Re: [Maria-developers] MDEV-11343 LOAD DATA INFILE fails to load data with an escape character followed by a multi-byte character

28 Nov 2016

Hi, Alexander!

On Nov 25, Alexander Barkov wrote:
...
commit 3b2701d33630857908d236686ad3df18b5ffddc6
Author: Alexander Barkov <bar@mariadb.org>
Date:   Fri Nov 25 17:16:30 2016 +0400
MDEV-11343 LOAD DATA INFILE fails to load data with an escape character followed by a multi-byte character
Partially backporting MDEV-9874 from 10.2 to 10.0
READ_INFO::read_field() raised the ER_INVALID_CHARACTER_STRING error
    when reading an escape character followed by a multi-byte character.
Raising wellformedness errors in READ_INFO::read_field() was wrong,
    because the main goal of READ_INFO::read_field() is to *unescape* the
    data which was presumably escaped using mysql_real_escape_string(),
    using the same character set with the one specified in
    "LOAD DATA INFILE ... CHARACTER SET ..." (or assumed by default).
During LOAD DATA, multi-byte characters are not always scanned as a single
    entity!
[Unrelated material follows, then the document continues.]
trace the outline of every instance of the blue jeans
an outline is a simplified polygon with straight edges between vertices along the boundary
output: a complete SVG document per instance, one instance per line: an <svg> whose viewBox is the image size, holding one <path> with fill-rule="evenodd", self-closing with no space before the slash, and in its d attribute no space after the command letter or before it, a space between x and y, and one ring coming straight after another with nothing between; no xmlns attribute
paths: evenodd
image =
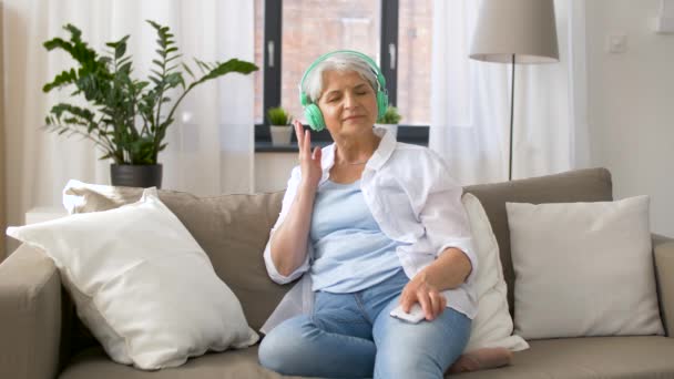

In case of escaped data, parts of a multi-byte character can be
    scanned on different loop iterations. So the old code erroneously tested
    welformedness in the middle of a multi-byte character.
Moreover, the data after unescaping can go into a BLOB field, not a text field.
    Wellformedness tests are meaningless in this case.
Ater this patch, wellformedness is only checked later, during
    Field::store(str,length,cs) time. The loop that scans bytes only
    makes sure to revert the changes made by mysql_real_escape_string().
Note, in some cases users can supply data which did not really go through
    mysql_real_escape_string() and was escaped by some other means,
    or was not escaped at all. The file reported in this MDEV contains
    the string "\ä", which is an example of such improperly escaped data, as
    - either there should be two backslashes:   "\\ä"
    - or there should be no backslashes at all: "ä"
    mysql_real_escape_string() could not generate "\ä".
good comment, thanks
...

diff --git a/sql/sql_load.cc b/sql/sql_load.cc
index af4b251..6a473ce 100644
--- a/sql/sql_load.cc
+++ b/sql/sql_load.cc
@@ -79,6 +79,81 @@ class READ_INFO {
   NET *io_net;
   int level; /* for load xml */
+
+#if MYSQL_VERSION_ID >= 100200
+#error This 10.0 and 10.1 specific fix should be removed in 10.2.
+#error Fix read_mbtail() to use my_charlen() instead of my_charlen_tmp()
I don't quite undrestand that.
Should the compete patch be removed when merging with 10.2? Or only
my_charlen_tmp be replaced with my_charlen ?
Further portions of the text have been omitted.